À celle que je redoutais, de la part d'une mère reconnaissante

L'idée que ma fille, mon bébé, allait te rencontrer, me serrait le ventre. Elle ne savait même pas ce qui se passait entre son père et moi, qu'il allait déjà lui imposer quelqu'un de nouveau dans sa vie?

Ça fait presque 7 ans que tu es arrivée dans ma vie, dans nos vies. Deux mois à peine s'étaient écoulés depuis ma rupture avec lui, que tu arrivais déjà. J'me souviens quand il m'avait dit avec le sourire qu'il t'avait rencontré, j'me souviens du coup de poignard que j'avais ressenti à l'intérieur de moi. Comment pouvait-il, après tant d'années de vie commune, après un enfant ensemble, comment pouvait-il me remplacer aussi rapidement?
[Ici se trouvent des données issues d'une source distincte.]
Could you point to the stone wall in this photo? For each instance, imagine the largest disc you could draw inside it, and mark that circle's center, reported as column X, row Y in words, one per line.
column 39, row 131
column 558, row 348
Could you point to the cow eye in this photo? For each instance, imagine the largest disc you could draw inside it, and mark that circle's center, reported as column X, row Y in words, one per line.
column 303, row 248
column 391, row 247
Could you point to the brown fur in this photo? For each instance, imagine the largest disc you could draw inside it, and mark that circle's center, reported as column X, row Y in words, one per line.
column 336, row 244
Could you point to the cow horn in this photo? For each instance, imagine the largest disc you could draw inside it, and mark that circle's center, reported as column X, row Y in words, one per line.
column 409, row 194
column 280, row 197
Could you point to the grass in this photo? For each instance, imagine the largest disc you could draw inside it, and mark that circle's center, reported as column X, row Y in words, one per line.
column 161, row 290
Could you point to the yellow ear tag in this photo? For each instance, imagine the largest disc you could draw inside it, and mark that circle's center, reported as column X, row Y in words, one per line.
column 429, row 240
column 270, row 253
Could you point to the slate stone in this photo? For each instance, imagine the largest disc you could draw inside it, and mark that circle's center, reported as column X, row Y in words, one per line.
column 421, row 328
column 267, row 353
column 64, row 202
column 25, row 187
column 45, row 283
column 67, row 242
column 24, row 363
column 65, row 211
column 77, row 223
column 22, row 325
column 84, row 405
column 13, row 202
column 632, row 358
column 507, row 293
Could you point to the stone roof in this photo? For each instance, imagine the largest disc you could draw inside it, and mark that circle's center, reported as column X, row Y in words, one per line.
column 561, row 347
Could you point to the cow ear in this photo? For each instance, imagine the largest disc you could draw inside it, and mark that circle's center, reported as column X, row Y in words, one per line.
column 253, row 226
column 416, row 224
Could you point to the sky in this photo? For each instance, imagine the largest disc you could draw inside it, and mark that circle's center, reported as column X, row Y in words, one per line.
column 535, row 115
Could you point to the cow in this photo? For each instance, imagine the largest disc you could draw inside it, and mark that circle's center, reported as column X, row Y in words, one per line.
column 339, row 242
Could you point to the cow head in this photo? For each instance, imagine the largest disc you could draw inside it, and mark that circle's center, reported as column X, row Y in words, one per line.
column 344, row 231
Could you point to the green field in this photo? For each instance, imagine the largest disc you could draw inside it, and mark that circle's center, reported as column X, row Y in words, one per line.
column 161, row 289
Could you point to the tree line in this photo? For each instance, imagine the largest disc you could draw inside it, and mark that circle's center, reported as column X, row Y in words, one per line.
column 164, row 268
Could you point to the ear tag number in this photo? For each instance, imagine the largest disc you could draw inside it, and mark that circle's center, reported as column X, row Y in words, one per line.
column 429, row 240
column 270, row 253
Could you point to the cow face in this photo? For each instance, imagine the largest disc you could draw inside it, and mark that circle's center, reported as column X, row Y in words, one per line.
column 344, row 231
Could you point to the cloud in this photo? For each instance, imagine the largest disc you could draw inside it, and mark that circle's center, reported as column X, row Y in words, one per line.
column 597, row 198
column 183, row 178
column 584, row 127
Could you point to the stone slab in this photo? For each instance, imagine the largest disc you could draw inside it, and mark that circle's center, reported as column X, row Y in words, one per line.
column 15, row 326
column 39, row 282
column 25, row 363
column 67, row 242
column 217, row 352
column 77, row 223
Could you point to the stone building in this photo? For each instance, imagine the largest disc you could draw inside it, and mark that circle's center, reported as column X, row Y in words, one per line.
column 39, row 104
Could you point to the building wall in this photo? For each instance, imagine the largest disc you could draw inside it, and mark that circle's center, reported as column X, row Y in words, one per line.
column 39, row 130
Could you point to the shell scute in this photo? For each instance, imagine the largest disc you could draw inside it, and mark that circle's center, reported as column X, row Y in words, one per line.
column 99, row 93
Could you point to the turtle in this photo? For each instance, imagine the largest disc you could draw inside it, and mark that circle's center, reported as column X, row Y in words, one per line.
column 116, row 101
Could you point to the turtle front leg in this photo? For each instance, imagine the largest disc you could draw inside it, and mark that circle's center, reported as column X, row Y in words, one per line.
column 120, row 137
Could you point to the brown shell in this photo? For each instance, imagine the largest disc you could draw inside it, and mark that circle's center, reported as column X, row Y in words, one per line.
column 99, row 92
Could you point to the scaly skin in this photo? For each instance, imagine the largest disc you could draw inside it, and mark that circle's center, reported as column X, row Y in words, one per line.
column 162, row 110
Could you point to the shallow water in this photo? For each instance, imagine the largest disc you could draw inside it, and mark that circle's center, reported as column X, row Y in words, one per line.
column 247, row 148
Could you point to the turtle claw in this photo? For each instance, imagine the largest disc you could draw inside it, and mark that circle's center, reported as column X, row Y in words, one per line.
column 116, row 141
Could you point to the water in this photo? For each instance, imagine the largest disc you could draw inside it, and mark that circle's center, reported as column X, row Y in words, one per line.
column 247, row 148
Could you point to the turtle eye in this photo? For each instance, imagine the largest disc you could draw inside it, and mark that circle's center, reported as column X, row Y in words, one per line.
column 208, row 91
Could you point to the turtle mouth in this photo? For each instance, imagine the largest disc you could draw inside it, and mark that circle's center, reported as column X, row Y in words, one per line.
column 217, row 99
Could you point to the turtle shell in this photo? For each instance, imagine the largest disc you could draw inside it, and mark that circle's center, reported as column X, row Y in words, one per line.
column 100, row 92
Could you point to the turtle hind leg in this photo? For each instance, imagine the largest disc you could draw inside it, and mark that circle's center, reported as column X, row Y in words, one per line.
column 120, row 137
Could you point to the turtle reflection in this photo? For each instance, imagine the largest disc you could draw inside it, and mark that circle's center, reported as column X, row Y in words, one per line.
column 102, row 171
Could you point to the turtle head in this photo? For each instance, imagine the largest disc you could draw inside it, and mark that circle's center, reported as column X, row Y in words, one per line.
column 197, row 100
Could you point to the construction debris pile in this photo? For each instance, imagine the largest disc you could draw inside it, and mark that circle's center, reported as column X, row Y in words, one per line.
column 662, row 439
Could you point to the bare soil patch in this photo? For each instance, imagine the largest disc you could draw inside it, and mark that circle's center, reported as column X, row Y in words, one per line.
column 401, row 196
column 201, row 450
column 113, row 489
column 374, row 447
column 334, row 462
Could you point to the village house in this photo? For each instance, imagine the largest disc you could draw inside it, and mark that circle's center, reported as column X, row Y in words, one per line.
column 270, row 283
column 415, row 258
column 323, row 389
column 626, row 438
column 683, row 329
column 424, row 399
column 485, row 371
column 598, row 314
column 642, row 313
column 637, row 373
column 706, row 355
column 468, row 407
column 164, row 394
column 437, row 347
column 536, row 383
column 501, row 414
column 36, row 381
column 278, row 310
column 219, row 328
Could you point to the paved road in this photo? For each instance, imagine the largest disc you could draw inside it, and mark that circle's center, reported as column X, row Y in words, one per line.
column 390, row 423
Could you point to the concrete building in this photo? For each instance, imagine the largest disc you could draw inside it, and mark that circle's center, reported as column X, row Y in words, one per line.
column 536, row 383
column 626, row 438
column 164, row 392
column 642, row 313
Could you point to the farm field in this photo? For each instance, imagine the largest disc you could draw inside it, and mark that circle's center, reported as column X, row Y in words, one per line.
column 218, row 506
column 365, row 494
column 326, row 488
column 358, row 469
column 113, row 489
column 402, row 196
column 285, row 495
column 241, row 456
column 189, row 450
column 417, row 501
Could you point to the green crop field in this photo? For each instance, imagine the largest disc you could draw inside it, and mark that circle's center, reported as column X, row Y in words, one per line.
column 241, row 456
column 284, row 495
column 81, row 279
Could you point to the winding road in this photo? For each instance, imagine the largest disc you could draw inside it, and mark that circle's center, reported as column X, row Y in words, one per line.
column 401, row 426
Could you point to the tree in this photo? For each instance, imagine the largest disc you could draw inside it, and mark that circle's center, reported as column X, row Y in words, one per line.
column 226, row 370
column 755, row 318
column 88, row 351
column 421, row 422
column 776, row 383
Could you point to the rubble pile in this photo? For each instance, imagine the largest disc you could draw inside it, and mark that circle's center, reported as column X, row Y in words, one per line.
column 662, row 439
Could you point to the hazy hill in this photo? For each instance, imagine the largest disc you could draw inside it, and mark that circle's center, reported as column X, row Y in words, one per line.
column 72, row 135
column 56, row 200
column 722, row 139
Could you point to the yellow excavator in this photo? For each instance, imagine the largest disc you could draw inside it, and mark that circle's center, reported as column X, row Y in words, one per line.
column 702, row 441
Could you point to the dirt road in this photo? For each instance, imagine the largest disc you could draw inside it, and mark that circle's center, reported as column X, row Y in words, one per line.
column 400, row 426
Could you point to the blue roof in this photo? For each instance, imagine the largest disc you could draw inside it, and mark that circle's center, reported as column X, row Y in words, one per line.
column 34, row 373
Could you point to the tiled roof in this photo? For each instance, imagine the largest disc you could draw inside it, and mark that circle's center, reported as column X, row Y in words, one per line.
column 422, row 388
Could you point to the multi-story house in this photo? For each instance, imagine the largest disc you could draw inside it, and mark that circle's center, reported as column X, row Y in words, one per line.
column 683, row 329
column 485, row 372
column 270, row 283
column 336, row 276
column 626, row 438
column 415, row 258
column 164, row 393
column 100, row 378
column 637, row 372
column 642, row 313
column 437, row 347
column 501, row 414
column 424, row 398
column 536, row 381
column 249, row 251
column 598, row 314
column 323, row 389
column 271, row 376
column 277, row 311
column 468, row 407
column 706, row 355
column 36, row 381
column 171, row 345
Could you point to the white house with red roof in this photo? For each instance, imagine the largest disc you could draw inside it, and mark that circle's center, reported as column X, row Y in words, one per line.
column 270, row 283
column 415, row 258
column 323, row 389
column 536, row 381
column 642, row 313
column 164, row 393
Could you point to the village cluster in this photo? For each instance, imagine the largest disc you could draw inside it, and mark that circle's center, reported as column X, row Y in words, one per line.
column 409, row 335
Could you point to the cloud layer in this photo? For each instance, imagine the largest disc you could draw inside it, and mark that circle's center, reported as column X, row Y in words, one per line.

J'avais pris la décision de le laisser, c'était fini depuis longtemps, mais la rupture officielle avait pris des mois à faire. Même si c'était ce que je voulais, même si je savais que je serais plus heureuse comme ça, l'idée que tu sois dans sa vie, déjà, m'avait scié les jambes. L'idée que ma fille, mon bébé, allait te rencontrer, me serrait le ventre. Pas déjà, pas tout de suite. Elle ne savait même pas ce qui se passait entre son père et moi, qu'il allait déjà lui imposer quelqu'un de nouveau dans sa vie? Non, je refusais.

Je l'avais averti, je lui avais dit que je ne voulais pas te voir, ni même entendre ta voix au téléphone, rien. À peine un mois plus tard, il me lançait les mots: «Je vais lui présenter notre fille en fin de semaine, je veux qu'elles fassent connaissance». J'étais outrée, sans voix. Je n'étais pas prête à l'idée que tu la rencontres.

Aujourd'hui, 7 ans plus tard, je me demande de quoi j'avais peur. Que ma fille t'aime plus que moi? Probablement. Tu avais pris la place que j'avais cédée auprès de lui, est-ce que tu allais prendre ma place auprès de ma fille?

Te souviens-tu de la première fois qu'on s'est vu? Quand j'avais décidé qu'il était temps que je fasse ta connaissance? Ma fille allait déjà dormir chez toi un week-end sur deux, je me devais de voir quel genre de fille tu étais. J'ai appelé l'ex, je lui ai dit: «Je passe chez vous ce soir avec la petite, je veux rencontrer ta blonde». Un petit «ok» était sorti de sa bouche, terrorisé à l'idée de ma réaction quand j'allais te voir. Je n'ose même pas imaginer ta nervosité à toi aussi.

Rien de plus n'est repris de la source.